Analysis of Gold News: On Tuesday (November 7th), gold prices hit a two-week low in the US market, losing momentum due to a safe haven rebound triggered by tensions in the Middle East, and market focus shifted to interest rate implications from Federal Reserve officials. As of press release, spot gold is currently trading at 1963.69 US dollars per ounce, with a daily decline of 0.72%. Due to the expectation that the Federal Reserve will complete interest rate hikes and gold prices remain at these levels, the earlier the first rate cut is predicted, the better the impact on gold prices. The lower interest rates have enhanced the attractiveness of zero yield gold, with a focus on Chairman Jerome Powell's speeches on Wednesday and Thursday, as well as other Federal Reserve officials who will deliver speeches this week.
Federal Reserve Chairman Jay Powell's comments on Wednesday may drive further action in the US dollar and bond markets. Powell may give an idea as to whether investors should expect further interest rate hikes this year to ensure inflation returns to the Federal Reserve's 2% target. Federal Reserve Governor Cook stated on Monday that the current interest rate policy is sufficiently restrictive to achieve price stability; On the other hand, it is reported that Federal Reserve Chairman Kashkari expressed the opposite view in an article published in the Wall Street Journal on the same day. The Federal Reserve's Kashkari reiterated on Tuesday that if inflation starts to rebound, it will tell me that the Fed's work is not yet complete. He added that the labor market is strong and there is no meaningful evidence that the economy is weakening. Due to the conflict between Israel and Hamas, gold prices hit a nearly 5-month high in October. The recent decline indicates that investors are becoming less concerned about geopolitical issues. The price of gold has regained some of its lost ground in the US market, but with geopolitical tensions not further escalating, broader demand for safe haven has still weakened. The recovery of the US dollar and long-term bond yields will continue to weigh on precious metals. Although investors expect that the Fed's interest rate tightening action will end, the gold price is still weak due to the gradual easing of consumer inflation and the rise of treasury bond bond yields, which led to a significant tightening of the financial situation.

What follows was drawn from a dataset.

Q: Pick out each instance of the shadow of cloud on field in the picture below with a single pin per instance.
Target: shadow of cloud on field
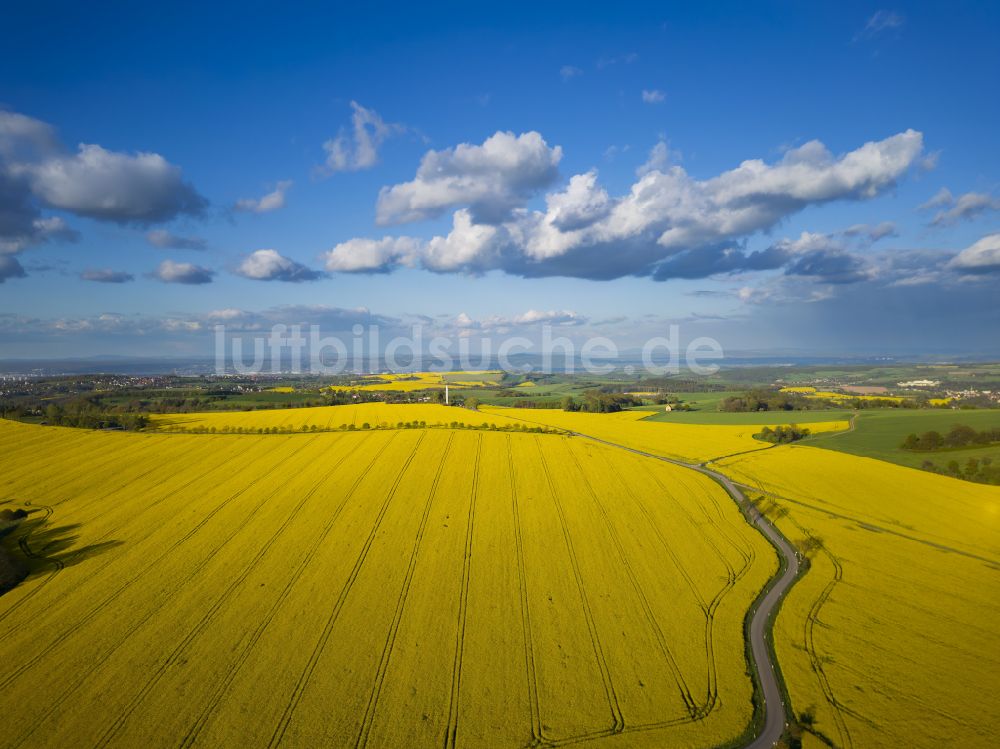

FXStreet analyst Dhwani Mehta pointed out that as the US dollar recovers, gold prices have expanded their decline. The US dollar index is currently trading around 105.50, rising by approximately 25 points during the day.
From the gold daily chart, it can be seen that the gold price has fallen below the triangular pattern. Traders are waiting for the return of publicly available Federal Reserve policymakers to seek new trading momentum.
The outlook of Federal Reserve officials for future policies may be closely monitored. The hawkish statements made by Federal Reserve Chairman Powell last week were lower than expected, thereby dampening hopes of a rate hike in December.
On Monday, Federal Reserve Governor Cook expressed her hope that the Fed's current target interest rate is sufficient to bring inflation back to its target level of 2%.
Mehta said that on Tuesday, Federal Reserve Governor Warren and New York Fed Chairman Williams will deliver speeches, and any hints about interest rate trends will have a significant impact on the US dollar and gold prices. The trend of the bond market will also be monitored.
Mehta added that the main event risk for this week is expected to be the speeches of Federal Reserve Chairman Powell on Wednesday and Thursday, his first appearance after the November Fed meeting.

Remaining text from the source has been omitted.